To calculate the energy released when two deuterons (${}_1 \mathrm{H}^2$) fuse to form a helium nucleus (${}_2 \mathrm{He}^4$), consider the following:

The reaction is represented as:

$$ {}_1{H^2} + {}_1{H^2} \to {}_2{He^4} $$

Given the binding energy per nucleon:

For ${}_1 \mathrm{H}^2$: 1.1 MeV

For ${}_2 \mathrm{He}^4$: 7.0 MeV

Calculating Binding Energy

Binding Energy for Reactants:

Each deuteron (${}_1 \mathrm{H}^2$) has a binding energy of $1.1 \, \text{MeV}$ per nucleon.
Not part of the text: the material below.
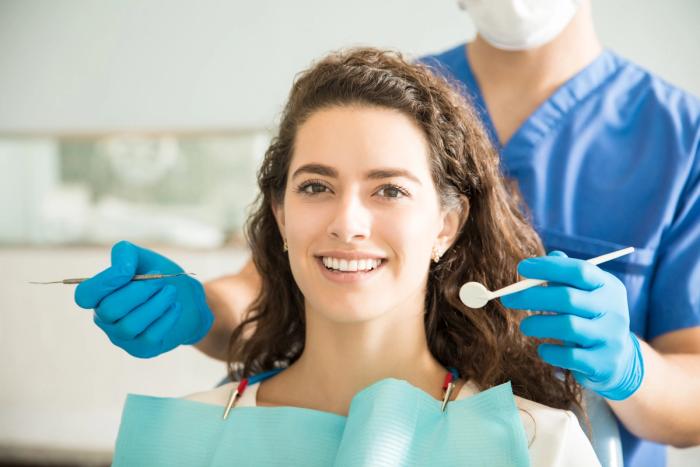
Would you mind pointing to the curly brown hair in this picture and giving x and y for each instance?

Since there are two nucleons in a deuteron, the total binding energy for one deuteron is $1.1 \times 2 = 2.2 \, \text{MeV}$.

Therefore, for two deuterons: $2.2 \times 2 = 4.4 \, \text{MeV}$.
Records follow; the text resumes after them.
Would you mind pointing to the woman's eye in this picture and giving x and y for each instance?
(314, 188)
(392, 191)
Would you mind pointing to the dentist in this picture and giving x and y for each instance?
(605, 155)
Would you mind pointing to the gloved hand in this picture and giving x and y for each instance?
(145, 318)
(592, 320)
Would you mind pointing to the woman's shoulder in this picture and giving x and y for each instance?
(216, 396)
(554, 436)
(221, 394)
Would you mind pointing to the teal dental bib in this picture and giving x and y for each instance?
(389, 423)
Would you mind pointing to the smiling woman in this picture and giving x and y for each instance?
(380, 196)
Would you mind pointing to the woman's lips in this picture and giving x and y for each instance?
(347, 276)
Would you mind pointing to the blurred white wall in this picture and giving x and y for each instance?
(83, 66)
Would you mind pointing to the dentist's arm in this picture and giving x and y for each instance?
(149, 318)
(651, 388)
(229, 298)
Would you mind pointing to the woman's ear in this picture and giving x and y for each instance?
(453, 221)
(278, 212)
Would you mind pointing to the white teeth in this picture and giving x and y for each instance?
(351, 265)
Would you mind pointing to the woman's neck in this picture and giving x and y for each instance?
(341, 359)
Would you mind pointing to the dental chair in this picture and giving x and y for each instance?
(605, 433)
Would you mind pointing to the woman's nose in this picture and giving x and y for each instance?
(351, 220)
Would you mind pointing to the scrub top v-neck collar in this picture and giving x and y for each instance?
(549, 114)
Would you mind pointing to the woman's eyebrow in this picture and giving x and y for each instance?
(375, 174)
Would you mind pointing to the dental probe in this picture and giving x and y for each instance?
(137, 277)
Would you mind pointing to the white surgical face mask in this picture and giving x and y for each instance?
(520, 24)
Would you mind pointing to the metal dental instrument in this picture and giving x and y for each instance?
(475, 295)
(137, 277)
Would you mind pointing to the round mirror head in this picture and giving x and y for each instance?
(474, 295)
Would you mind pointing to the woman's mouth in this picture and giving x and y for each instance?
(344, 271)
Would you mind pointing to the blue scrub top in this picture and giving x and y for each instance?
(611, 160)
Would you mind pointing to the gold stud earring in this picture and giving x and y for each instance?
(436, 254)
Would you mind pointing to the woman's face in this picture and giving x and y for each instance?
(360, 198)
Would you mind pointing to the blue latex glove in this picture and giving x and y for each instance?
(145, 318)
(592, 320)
Binding Energy for Product:

For ${}_2 \mathrm{He}^4$: Each of the four nucleons has a binding energy of $7.0 \, \text{MeV}$.

Total binding energy for the helium nucleus: $7.0 \times 4 = 28.0 \, \text{MeV}$.

Energy Released (Q)

The energy released, $ \mathrm{Q} $, is the difference between the binding energy of the products and the reactants:

$ \mathrm{Q} = \mathrm{BE}_{\text{product}} - \mathrm{BE}_{\text{reactants}} = 28.0 \, \text{MeV} - 4.4 \, \text{MeV} = 23.6 \, \text{MeV} $

Thus, the energy released when two deuterons fuse to form a helium nucleus is 23.6 MeV.